Design solutions depend on activities:

  1. Navigation to another location: Here it is most important to indicate the precision of the location information to the users.
  2. Solving a task: An appropriate design answer is an automatic or manual locking of location information while a participant is solving a task. If a task requires local movements beyond the precision of the W-LAN positioning system, changing to a Personal Area Location Information system with active digital objects is advisable.

Relation to my thesis: Valuable implications for design for location-based application (beyond games) and how to deal with imprecise location information in the context of mobility.


Place-Its: A Study of Location-Based Reminders on Mobile Phones

Posted: May 6th, 2006 | No Comments »

Sohn, T., Li, K., Lee, G., Smith, I., Scott, J., Griswold, W. (2005). Place-Its: Location-Based Reminders on Mobile Phones. Proc. Intl. Conf. on Ubiquitous Computing, 232–250.

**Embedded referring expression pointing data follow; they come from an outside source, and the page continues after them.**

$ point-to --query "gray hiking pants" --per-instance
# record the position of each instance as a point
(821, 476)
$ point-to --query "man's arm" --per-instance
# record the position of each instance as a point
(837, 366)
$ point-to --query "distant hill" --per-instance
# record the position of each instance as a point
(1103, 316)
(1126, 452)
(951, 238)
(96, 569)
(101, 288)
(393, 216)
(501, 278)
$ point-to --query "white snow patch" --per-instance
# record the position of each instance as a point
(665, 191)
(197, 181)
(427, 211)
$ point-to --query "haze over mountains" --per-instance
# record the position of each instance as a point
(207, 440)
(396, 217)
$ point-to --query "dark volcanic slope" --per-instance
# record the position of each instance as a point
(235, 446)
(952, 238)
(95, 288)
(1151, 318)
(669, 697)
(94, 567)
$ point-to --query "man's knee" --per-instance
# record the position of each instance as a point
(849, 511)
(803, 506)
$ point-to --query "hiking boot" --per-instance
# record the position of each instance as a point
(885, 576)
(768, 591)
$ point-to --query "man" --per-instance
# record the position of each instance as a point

Place-Its is a location-based reminder application that runs on mobile phones. The aim is to find how location-based reminders are used when available throughout a person’s day as well as how important is positional accuracy and timelines to the usefulness of location-based reminders. This study reveals that location-based reminders are useful. In large because people use location in nuances ways. The study participants found location-based reminders to be useful, despite relatively low accuracy.

More significantly, the other six participants said the location algorithm used by Place-Its was sometimes not accurate enough for their reminders. The participants would get the reminder, but not necessarily at the right location. This degree of this perception lessened over time as the participants adapted their behaviors.

Due to the way location-based reminders were used and the relative inaccuracy of location-sensing in Place-Its, we cannot claim location itself is essential context, even as we find it to be useful for triggering reminders. More than anything, its ready availability admits opportunistic use by those who can map their relevant (but un-sensed) context to anticipated, coarse, location cues.

Relation to my thesis: Even with coarse location-sensing capabilities, the application was found useful. However, location was widely used as a cue for other contextual information. Did the users adapted their reminders to the limitations of the location-sensing application?